I've got a big picture question that may sound silly: What's the point in blocking the attacks?

If you've got user accounts with weak passwords, then that is a problem that should probably be addressed with higher priority than the frequency of attacks.

If you've only got users with strong public keys, then attacks won't succeed anyway. Blocking them will save you some resources, but will also redirect the attackers to weaker targets. Isn't it overall better to just tank the attacks?

@samgai Not a silly question at all, it's a great question!

One reason to block ssh brute force attempts is that you may have devices on your network that you don't know are vulnerable: for example, we see lots of attempts to attack IoT devices, such as a big spike of attempts to log in to accounts associated with the Dauha backdoors when those were revealed.

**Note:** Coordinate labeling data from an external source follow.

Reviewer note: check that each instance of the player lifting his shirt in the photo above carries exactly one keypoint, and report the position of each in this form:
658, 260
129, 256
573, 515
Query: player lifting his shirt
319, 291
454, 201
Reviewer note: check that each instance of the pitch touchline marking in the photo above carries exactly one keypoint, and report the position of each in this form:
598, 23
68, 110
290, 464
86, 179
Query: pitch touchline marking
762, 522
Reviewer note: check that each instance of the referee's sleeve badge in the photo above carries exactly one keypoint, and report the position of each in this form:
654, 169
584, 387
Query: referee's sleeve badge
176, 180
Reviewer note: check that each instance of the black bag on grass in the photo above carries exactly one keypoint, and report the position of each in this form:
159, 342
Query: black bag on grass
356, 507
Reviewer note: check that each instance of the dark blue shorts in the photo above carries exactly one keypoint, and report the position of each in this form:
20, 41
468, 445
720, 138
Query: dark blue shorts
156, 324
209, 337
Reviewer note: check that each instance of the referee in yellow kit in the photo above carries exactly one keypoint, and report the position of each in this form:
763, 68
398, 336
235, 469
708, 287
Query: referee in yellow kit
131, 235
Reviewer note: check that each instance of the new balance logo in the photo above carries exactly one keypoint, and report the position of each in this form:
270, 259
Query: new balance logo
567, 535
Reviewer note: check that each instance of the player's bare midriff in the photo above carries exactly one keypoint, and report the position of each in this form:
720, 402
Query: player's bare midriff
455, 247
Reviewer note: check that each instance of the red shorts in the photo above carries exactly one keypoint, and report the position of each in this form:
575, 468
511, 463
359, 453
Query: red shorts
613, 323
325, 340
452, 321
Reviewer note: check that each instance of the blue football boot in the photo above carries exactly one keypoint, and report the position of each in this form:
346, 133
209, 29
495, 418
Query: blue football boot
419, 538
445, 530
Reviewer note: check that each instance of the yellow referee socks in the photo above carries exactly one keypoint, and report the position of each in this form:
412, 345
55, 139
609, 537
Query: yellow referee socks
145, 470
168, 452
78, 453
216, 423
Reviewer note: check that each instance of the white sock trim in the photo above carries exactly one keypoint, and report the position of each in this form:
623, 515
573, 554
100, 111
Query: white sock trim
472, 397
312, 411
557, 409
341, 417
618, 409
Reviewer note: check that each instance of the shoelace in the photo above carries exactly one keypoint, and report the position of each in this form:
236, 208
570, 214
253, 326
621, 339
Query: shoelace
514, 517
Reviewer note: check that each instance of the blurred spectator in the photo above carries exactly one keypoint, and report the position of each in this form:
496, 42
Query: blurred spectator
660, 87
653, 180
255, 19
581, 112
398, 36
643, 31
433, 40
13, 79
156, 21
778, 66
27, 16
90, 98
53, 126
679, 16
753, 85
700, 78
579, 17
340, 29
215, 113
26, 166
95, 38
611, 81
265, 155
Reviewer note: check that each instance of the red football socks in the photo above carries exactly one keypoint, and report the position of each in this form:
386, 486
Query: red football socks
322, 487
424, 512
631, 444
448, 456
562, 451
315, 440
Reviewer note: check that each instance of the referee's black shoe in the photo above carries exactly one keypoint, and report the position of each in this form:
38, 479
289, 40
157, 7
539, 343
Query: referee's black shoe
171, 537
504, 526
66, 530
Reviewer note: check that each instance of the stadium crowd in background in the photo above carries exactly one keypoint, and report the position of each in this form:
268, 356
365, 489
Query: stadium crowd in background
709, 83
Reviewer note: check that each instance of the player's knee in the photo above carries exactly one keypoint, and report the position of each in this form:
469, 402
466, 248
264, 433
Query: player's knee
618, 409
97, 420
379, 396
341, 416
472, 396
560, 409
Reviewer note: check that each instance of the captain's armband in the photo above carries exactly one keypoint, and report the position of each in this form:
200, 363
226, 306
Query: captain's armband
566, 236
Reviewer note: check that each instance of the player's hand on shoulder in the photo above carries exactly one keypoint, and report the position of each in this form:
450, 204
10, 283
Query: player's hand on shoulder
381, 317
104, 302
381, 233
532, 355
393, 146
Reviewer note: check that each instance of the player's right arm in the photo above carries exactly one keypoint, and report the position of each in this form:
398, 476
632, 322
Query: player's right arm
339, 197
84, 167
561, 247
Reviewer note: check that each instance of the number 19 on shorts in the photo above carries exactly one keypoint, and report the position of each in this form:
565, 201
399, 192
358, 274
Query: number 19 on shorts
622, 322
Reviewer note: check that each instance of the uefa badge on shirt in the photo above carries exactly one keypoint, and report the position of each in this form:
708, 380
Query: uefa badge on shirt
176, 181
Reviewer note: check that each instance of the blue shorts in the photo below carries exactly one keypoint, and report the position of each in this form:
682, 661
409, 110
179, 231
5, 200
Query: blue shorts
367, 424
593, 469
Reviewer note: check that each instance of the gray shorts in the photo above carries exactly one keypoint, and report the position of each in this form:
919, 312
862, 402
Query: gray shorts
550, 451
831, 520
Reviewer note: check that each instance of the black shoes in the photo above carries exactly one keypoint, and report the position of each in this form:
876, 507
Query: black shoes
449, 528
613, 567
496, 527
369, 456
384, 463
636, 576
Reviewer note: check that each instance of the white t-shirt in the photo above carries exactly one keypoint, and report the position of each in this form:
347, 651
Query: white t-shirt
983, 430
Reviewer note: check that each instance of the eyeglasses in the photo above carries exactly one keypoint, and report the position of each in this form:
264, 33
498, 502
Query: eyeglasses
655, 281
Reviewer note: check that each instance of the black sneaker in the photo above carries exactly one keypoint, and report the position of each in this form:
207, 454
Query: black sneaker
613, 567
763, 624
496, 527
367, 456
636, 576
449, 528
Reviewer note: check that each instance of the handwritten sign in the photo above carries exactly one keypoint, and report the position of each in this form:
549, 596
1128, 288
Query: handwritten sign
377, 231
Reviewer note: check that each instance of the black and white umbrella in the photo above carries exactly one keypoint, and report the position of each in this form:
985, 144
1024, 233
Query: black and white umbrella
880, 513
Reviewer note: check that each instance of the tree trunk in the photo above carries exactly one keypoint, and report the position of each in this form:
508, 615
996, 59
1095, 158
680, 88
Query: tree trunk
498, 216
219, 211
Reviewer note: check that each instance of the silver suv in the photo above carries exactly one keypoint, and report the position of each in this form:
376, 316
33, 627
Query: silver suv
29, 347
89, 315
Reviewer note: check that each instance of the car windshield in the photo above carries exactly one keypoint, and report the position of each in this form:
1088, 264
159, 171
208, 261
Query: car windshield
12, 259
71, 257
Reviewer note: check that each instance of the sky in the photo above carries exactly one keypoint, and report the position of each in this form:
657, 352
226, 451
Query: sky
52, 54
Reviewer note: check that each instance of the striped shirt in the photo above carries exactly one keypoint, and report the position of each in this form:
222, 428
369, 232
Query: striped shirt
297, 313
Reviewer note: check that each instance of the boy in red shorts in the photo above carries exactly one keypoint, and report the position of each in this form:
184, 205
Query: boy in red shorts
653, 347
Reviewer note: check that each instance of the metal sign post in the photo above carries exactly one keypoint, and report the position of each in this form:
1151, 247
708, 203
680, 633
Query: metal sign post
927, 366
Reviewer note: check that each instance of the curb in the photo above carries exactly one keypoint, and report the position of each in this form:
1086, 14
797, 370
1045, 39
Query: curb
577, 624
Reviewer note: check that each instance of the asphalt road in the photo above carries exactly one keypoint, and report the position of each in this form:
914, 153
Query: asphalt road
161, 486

We also see lots fo attempts to log into routers from various vendors (Unifi, MikroTik, and Huawei).

Another is that in some cases, you don't have full control over your users. The facility we operate is cloud-like in the sense that we do control the initial configurations of sshd and can force users to use good passwords, but after that, they have root and can - and do - change configurations or set local passwords in a way that makes the vulnerable.

A third reason is that a lot of these attacks are *probably* coming from botnets that are launching a range of different kinds of attacks. So if you can easily recognize them as ssh attackers, you can block them completely, possibly saving yourself from other attacks.

Finally, they consume resources on the target machine - maybe not a lot, but heavy attacks can have a significant impact, and we want to keep this impact low.